REU Site: The Ohio State University (OSU)
Project 1 (Mentor: Dr. Chuan Xue): Mathematical models for intracellular transport: A biological cell is like a city, and it has an internal transportation system that connects different parts of the cell. Nearly all cellular functions rely on the active transport of various cargoes, including proteins and organelles, inside the cell. Microtubules are long, dynamic polymers that serve as highway tracks for intracellular transport. Kinesin and dynein are motor proteins that move cargoes back and forth along microtubules. Disruptions of intracellular transport in nerve cells can cause local swelling of the axon, similar to a traffic jam that we see in real life, leading to nerve cell degeneration in severe situations. These phenomena have been found in many neurodegenerative diseases, such as ALS, Alzheimer’s and Parkinson’s. In this project, we will use mathematical models to investigate how intracellular traffic is regulated under normal conditions and how intracellular traffic jams arise under abnormal conditions. Sponsored in part by NSF CAREER Award 1553637.
Project 2 (Mentors: Dr. Oksana Chkrebtii, Dr. Amir Asiaeetaheri): Inference for generative models in biology and ecology: For many realistically complex models of in the mathematical biosciences, a likelihood function linking the model to the data cannot be written down explicitly. This project will study and implement techniques for fitting such models to data, when the model can be easily simulated under different regimes.
Project 3 (Mentors: Dr. Adrian Lam, Dr. Rachidi Salako): Phytoplankton Competition in Water Columns: Human activities have accelerated the eutrophication of many freshwater lakes and coastal ecosystems, including Lake Erie in the US and the Baltic Sea in Europe, causing harmful algal blooms (HABs) to emerge. This phenomenon can be explained by the competitive reversal between diatoms and cyanobacteria (or blue-green algae). Several ways of mitigating the phenomenon, involving physical mixing of the lake, has proved effective. In this project we will use a spatial model to study the competition dynamics among multiple phytoplankton species, to better understand HABs, and to weigh the cost and benefit of each mitigating method. This project will have a numerical component using Matlab programming, and an analysis component based on simplified models.

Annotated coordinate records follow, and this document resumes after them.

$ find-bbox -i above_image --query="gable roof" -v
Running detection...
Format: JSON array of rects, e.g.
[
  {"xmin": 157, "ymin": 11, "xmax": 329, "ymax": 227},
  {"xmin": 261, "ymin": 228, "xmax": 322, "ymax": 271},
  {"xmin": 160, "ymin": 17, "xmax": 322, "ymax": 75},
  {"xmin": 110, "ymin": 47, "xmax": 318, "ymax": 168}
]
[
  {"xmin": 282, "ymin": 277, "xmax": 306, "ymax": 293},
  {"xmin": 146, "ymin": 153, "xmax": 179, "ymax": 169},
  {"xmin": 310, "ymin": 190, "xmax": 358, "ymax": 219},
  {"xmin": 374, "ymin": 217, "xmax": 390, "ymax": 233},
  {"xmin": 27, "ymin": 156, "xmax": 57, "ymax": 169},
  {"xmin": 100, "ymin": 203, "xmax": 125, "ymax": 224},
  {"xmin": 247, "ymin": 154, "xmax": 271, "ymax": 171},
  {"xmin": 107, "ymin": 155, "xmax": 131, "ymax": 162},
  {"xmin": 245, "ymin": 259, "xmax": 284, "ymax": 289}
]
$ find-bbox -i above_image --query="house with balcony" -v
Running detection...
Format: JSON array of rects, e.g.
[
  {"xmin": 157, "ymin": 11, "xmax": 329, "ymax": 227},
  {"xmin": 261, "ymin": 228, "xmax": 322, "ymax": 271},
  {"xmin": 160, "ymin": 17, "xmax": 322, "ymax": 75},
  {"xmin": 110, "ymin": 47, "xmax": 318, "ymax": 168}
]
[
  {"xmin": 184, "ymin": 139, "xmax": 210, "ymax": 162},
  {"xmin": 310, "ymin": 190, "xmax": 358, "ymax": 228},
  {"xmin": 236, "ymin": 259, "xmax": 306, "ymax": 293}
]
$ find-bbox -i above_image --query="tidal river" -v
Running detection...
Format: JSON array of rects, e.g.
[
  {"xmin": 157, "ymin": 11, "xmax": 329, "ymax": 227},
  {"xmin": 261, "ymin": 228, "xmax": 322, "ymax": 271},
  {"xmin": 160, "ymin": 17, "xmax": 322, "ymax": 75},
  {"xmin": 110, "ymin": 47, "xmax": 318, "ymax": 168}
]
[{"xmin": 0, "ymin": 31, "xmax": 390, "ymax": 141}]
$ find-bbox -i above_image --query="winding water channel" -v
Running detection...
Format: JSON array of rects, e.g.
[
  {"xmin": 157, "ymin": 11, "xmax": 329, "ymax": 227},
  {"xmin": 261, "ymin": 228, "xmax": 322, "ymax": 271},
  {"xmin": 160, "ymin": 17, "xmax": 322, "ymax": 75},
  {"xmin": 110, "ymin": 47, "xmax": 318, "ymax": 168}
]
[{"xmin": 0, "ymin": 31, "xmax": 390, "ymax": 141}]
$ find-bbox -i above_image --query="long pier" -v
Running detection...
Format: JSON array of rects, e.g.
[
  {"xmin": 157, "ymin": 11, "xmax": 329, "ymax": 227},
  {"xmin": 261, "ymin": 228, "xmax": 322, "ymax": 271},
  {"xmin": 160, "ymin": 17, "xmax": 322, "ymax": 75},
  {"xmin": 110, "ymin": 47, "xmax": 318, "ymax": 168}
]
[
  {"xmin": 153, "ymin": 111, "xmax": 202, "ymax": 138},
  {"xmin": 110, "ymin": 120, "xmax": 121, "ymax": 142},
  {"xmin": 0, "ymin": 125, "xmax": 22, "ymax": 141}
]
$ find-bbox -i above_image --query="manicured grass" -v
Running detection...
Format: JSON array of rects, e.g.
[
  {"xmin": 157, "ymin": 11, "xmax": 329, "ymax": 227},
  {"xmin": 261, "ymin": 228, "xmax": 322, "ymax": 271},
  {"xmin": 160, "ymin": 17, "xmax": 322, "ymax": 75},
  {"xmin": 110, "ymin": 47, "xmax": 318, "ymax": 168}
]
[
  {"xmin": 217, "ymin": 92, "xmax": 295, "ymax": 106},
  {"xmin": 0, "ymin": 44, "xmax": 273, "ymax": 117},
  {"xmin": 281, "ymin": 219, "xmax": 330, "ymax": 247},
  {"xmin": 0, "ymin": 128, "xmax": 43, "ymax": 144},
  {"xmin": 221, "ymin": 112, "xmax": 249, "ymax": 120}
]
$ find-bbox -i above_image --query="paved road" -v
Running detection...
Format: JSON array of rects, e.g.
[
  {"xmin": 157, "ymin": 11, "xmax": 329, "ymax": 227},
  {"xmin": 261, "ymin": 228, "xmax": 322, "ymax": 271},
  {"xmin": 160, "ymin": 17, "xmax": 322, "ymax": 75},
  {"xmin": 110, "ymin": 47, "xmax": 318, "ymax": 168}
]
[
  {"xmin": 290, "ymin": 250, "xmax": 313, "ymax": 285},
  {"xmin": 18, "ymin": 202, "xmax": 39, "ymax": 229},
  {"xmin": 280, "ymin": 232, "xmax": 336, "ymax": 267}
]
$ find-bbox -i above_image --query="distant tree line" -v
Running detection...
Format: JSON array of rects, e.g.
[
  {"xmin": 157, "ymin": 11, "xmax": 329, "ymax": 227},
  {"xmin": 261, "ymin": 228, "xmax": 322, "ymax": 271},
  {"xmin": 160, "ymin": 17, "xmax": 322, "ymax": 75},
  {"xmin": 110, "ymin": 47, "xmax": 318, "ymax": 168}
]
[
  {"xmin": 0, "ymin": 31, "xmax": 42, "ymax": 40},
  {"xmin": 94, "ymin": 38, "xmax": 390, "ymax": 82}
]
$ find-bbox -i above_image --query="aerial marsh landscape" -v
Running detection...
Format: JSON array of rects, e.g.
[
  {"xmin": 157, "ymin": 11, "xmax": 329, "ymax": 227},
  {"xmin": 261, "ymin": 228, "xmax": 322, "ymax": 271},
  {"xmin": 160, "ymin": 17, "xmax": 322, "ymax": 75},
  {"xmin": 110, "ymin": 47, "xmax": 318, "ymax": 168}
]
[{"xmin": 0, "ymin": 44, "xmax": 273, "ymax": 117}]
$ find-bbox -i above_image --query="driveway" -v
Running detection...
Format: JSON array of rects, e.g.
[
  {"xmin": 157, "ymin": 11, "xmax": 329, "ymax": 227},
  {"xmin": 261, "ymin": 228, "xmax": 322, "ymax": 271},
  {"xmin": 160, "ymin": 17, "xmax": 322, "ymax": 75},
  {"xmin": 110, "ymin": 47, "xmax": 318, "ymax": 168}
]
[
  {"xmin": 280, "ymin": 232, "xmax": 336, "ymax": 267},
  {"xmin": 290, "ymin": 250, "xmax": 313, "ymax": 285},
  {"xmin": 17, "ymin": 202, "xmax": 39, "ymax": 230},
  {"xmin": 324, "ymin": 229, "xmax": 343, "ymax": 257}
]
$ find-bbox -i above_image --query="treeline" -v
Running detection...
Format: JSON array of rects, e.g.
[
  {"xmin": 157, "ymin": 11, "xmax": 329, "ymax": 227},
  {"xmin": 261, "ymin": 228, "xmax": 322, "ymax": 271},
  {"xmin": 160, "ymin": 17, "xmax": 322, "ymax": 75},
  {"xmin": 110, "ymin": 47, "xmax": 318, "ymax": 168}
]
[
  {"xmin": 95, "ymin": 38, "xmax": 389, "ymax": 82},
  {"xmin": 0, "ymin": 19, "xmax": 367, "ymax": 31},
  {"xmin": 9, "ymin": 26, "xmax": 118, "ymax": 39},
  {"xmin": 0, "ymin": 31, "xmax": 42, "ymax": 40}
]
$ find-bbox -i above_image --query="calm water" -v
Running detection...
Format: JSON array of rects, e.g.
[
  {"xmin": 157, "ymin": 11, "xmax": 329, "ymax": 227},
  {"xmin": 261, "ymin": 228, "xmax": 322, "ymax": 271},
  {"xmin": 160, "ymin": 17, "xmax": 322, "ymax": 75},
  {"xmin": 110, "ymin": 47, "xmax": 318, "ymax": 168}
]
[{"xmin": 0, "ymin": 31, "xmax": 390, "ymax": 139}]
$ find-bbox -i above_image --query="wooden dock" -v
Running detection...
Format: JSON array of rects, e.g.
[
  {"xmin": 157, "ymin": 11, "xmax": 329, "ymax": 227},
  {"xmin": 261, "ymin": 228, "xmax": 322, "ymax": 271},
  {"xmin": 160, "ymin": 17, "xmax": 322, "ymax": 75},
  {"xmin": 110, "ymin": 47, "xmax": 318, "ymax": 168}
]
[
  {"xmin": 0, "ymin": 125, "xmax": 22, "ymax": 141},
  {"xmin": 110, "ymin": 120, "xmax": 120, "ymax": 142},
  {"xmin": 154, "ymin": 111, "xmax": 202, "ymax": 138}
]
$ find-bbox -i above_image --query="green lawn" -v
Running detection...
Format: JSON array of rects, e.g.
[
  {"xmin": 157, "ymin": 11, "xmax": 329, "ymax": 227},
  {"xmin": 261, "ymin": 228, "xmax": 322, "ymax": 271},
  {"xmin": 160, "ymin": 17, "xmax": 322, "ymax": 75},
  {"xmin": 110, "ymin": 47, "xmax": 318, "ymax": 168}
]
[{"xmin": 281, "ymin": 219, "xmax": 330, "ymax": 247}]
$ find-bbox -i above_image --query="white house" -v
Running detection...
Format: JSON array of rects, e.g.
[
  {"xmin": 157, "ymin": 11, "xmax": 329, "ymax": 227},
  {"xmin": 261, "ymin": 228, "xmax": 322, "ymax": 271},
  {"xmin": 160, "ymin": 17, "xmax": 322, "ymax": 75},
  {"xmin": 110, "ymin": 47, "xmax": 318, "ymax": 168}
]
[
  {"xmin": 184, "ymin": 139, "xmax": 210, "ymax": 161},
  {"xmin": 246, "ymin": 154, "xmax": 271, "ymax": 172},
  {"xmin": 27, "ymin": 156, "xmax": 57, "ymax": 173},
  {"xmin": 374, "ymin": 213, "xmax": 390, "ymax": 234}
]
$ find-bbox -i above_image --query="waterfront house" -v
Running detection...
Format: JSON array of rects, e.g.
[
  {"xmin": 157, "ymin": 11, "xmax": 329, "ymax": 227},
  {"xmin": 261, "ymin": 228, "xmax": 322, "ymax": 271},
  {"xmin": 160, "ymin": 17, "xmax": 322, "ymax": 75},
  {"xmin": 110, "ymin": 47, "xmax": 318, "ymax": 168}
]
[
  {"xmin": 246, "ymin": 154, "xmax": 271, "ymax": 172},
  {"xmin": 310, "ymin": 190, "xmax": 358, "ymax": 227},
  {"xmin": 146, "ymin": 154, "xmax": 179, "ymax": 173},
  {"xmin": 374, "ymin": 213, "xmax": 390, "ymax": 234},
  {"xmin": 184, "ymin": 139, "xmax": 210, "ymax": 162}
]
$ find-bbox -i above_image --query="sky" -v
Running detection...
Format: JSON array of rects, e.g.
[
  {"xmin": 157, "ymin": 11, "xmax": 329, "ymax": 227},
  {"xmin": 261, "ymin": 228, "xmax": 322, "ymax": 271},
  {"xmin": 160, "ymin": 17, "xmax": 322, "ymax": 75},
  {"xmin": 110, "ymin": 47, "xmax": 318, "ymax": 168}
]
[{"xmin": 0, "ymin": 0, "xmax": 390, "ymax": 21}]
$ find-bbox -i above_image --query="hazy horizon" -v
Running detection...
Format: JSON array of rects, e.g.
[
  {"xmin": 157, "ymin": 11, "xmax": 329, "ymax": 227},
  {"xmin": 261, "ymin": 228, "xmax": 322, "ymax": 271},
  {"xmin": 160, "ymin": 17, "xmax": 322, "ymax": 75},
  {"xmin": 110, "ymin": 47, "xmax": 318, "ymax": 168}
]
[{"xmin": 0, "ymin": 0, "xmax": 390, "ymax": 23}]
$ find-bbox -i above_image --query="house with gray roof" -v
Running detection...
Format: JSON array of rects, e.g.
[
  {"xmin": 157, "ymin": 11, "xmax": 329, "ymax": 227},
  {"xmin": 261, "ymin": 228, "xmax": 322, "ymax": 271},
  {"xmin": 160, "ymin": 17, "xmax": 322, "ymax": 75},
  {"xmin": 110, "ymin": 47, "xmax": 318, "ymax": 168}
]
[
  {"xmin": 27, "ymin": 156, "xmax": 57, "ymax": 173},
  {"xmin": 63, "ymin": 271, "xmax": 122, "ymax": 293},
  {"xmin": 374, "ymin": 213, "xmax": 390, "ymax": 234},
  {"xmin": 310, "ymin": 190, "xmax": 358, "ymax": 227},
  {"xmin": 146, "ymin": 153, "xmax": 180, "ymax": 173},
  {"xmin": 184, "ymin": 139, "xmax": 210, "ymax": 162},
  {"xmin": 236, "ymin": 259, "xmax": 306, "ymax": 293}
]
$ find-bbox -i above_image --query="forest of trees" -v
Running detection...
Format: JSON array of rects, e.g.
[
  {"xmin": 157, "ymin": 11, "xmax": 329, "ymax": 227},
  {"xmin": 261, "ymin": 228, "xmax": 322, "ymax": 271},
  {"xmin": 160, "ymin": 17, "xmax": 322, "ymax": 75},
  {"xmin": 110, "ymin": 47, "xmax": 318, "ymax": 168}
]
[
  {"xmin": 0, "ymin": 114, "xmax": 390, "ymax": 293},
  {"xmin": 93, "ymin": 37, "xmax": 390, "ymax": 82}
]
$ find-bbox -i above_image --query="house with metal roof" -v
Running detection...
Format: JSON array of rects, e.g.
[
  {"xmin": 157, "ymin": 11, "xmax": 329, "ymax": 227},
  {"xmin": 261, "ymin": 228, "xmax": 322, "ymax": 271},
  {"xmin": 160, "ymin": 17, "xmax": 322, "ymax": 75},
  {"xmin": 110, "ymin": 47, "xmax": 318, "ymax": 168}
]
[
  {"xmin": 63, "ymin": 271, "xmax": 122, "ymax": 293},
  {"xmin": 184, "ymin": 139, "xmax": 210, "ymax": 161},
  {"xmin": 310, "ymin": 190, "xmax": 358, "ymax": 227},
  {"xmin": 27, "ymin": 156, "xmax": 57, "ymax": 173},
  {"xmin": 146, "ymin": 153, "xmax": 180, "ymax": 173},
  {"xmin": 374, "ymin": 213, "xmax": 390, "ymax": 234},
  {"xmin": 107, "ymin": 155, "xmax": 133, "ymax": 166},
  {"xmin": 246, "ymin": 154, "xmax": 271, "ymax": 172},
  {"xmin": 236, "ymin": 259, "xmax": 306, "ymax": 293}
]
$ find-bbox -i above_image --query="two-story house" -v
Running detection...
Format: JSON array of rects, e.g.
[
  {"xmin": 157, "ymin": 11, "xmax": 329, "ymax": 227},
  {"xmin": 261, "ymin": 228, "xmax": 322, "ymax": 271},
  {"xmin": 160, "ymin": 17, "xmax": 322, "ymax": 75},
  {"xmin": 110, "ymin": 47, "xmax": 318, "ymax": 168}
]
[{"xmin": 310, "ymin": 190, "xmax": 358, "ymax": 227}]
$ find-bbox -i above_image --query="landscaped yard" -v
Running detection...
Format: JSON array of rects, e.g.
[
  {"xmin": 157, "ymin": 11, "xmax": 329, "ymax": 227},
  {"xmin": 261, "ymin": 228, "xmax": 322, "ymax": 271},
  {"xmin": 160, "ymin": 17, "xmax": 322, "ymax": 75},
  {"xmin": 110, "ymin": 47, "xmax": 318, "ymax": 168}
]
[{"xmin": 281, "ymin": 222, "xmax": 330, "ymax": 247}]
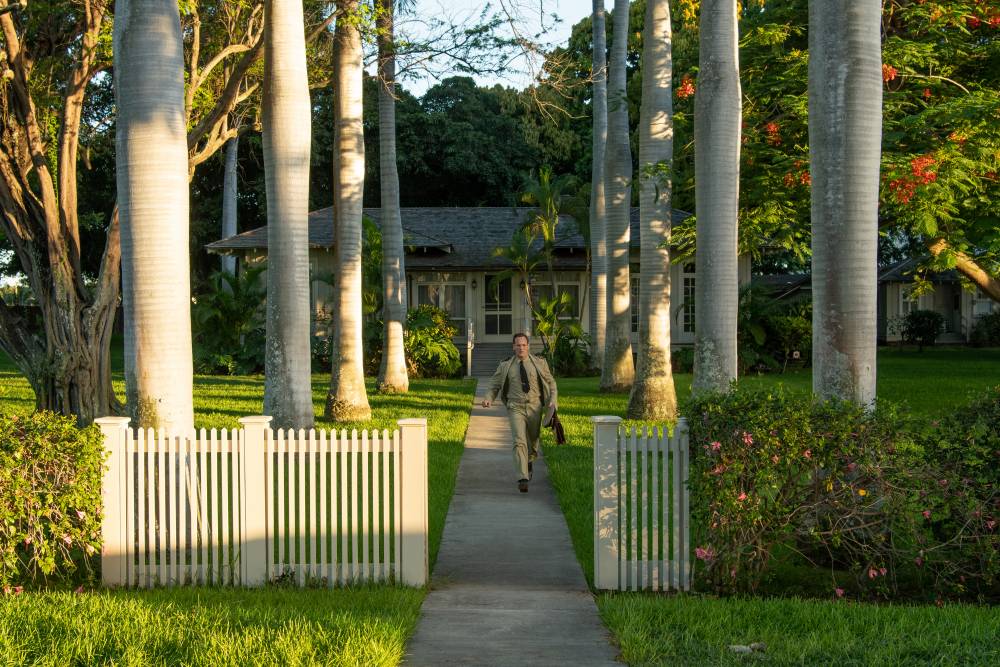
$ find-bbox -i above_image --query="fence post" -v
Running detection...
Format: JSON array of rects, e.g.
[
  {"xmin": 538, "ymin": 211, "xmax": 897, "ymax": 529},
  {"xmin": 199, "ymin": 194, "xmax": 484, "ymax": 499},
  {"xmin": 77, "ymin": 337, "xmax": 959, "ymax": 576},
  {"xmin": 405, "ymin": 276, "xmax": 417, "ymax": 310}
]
[
  {"xmin": 675, "ymin": 417, "xmax": 691, "ymax": 591},
  {"xmin": 590, "ymin": 416, "xmax": 622, "ymax": 590},
  {"xmin": 240, "ymin": 416, "xmax": 271, "ymax": 586},
  {"xmin": 396, "ymin": 418, "xmax": 427, "ymax": 586},
  {"xmin": 94, "ymin": 417, "xmax": 131, "ymax": 586}
]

Project 4 (Mentors: Dr. Adrian Lam, Dr. Rachidi Salako): Spreading Phenomena of Interacting Species with Multiple Speeds: While the spreading of a single species in an unoccupied habitat is well understood, the question has been largely open in case of multiple species. The latter question has the potential to explain, for instance, the spreading of plant species in the de-glaciated North American continent after the last ice-age. In this project we will use the Lotka-Volterra model to study how multiple species spread into an empty habitat with multiple spreading speeds, and to recover the different speeds from model parameters. This project will have a numerical component using Matlab programming, and an analysis component based on simplified models.